6-1
昼食の時間を浩輔は心待ちにしていた。誰かに弁当を作ってもらうなんて、経験が無い。小学校の遠足でさえ、コンビニ弁当を持たされた。周りは手作り弁当ばかりの中で、自分だけコンビニの弁当なのは恥ずかしいし、陰口も叩かれたりしたが、それでも食事にありつけるだけで幸せだった。義理の妹が幼稚園に持って行くお弁当は、カラフルなキャラクター弁当だった事も、しっかり覚えている。浩輔はお弁当を作ってもらった事が一度も無い。
「はい、これがこう君のお弁当」
目の前に出された、青いギンガムチェックのナフキンに包まれた弁当を、まるでプレゼントでも開けるようにゆっくり、ゆっくり、その結び目を解いて行く。開いたナフキンの上には、黒と青の二段の弁当箱があり、上段には色とりどりのおかず、下段には梅じそのご飯が入っていた。
「これ、全部泉ちゃんが作ったの?」
浩輔は目を見開いて、斜め前に座る泉見た。照れくさそうに泉はこめかみ辺りをぽりぽりと掻いている。

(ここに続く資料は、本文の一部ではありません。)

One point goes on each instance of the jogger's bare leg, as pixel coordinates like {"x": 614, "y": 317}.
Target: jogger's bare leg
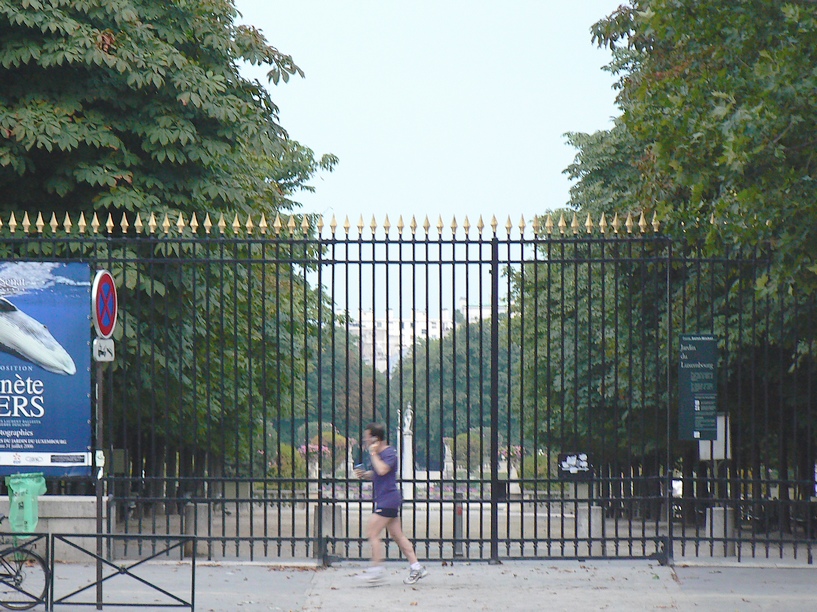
{"x": 395, "y": 528}
{"x": 375, "y": 527}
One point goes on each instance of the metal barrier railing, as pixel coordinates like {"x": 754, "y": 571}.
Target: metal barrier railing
{"x": 152, "y": 595}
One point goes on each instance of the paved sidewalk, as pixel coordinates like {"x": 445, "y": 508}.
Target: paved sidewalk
{"x": 513, "y": 585}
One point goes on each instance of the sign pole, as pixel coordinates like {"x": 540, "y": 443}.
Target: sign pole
{"x": 100, "y": 395}
{"x": 104, "y": 307}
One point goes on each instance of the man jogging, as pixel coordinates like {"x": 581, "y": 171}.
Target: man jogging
{"x": 387, "y": 502}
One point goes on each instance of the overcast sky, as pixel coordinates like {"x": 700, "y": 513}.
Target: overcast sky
{"x": 438, "y": 107}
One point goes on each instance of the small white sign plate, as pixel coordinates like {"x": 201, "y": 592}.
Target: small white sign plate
{"x": 103, "y": 349}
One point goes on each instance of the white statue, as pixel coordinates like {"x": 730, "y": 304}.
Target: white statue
{"x": 407, "y": 418}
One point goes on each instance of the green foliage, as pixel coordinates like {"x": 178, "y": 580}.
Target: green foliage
{"x": 718, "y": 98}
{"x": 472, "y": 448}
{"x": 137, "y": 105}
{"x": 448, "y": 383}
{"x": 589, "y": 333}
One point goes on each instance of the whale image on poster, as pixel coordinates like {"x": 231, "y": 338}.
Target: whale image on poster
{"x": 45, "y": 368}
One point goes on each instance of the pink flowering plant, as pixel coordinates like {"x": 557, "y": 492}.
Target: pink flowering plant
{"x": 510, "y": 452}
{"x": 314, "y": 450}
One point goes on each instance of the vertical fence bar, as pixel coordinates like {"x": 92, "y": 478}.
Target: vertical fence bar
{"x": 494, "y": 400}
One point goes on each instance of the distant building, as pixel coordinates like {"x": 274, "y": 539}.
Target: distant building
{"x": 384, "y": 339}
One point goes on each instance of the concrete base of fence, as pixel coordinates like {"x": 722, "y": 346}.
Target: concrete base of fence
{"x": 720, "y": 525}
{"x": 72, "y": 515}
{"x": 329, "y": 518}
{"x": 195, "y": 522}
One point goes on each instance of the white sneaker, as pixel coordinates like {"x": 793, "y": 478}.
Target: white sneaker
{"x": 415, "y": 575}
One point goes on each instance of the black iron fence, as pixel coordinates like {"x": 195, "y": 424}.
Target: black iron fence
{"x": 528, "y": 376}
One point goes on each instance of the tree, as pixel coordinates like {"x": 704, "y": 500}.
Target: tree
{"x": 720, "y": 98}
{"x": 134, "y": 105}
{"x": 138, "y": 107}
{"x": 448, "y": 382}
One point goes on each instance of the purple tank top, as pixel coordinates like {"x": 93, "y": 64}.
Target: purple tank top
{"x": 386, "y": 493}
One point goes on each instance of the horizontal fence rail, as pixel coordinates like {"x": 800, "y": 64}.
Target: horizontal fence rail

「うん、入れ物は弟のなんだけどね。弟はコンビニ派だから使ってないんだ」
浩輔はもう一度弁当に目を落とし、溢れてくる感情をやっとの事で抑えていた。コップの水が表面張力で耐えているように、ふとした拍子に溢れてしまいそうだった。
「いただきます」
箸を持って両手を合わせ、頭を下げた。
持ち上げた顔に浮かぶ笑みに、泉は思わず見惚れてしまった。
今まで見せた事が無い、彼の嬉しそうな顔。嬉しい、楽しい、幸せ、彼が本当にそう感じる時は、こういった顔を見せるのだなと、泉は胸が騒いだ。これを阻止する要因は一体何なのだろう。
「おいしい」
浩輔はその笑みを絶やさぬまま、次から次へと口に運び、あっという間に完食した。
「ごちそうさま」と泉に笑顔を向けた。
彼の笑顔は人を幸せな気持ちにさせる。なのに何故いつも、どこか遠い所で笑っているような気がするのだろう。足元のおぼつかない、すわりの悪い、何と表現をしたらいいのか難しい、違和感のある笑い方をするのだろうか。泉には分からなくて、歯痒かった。
「あぁ、俺も泉の手作り弁当食いたかったな」
口を尖らせてむくれる大輔に泉は「だったら私に優しくしな」と鋭い視線を投げつけた。
浩輔は、大輔が泉に対して、感情を露骨に表現できる事がとても羨ましく思った。欲しい物は欲しい、好きな物は好き、そんな風に生きる事ができるのならば、どれだけ幸せだっただろうか。
「結局、小出先輩は駄目だったかぁ」
郁美はペットボトルのお茶のフィルムを指でなぞりながらぼそっと言う。一瞬、五人が黙る。こういう「陰」の雰囲気を、泉は嫌う。
「あ、のさ、でも、元々そんな、話した事もないし、ただ憧れてただけで、期待してなかったからいいのいいの」
泉はまるで気にしていない風に言うし、泉の気性を知ってか知らずか「ここに良い男が残ってるよ」と大輔もふざけて言うので、仲間が失恋したという雰囲気にはまるでならなかった。
「今年のうちに、彼氏をつくるよ」
誰にでもなくそう宣言する泉に「つくるものじゃありません」と春樹がちゃちゃを入れる。
「泉もな、もう少し身長縮んだら、もうちょっと可愛げがあるのにな」
春樹の言葉に「私より小さい癖に。僻まないでくれる」と口を尖らせる。泉は大輔と同じ175センチメートルの長身だ。170センチメートルの春樹はそれをコンプレックスに感じている。
「だから、俺でいいじゃん。同じだよ、175だよ」
泉は大輔の言葉を全く相手にしていない様子で、ため息を吐きながら弁当箱をナフキンで結んでいる。そのうち予鈴が鳴り、各々の席に戻って行った。
泉と同じように結んだ青い弁当箱を、浩輔は「ごちそうさまでした。おいしかったよ」と少し幼くも感じる親しみのこもった笑顔を向けて寄こしたので、泉は思わず口に出した。
「そうやって笑ってる方が、素敵だと思う」
日頃、顔色一つ変えない浩輔が、この時ばかりは色の白い頬を紅潮させ「ありがと」と真顔で呟いた。泉はその場面をシャッターにおさめるようにぱちりと一度、瞬きをした。
もう皆が自席に戻って次の授業の支度をしている時だったので、浩輔のこの稀な顔を見た人間は泉以外にいない。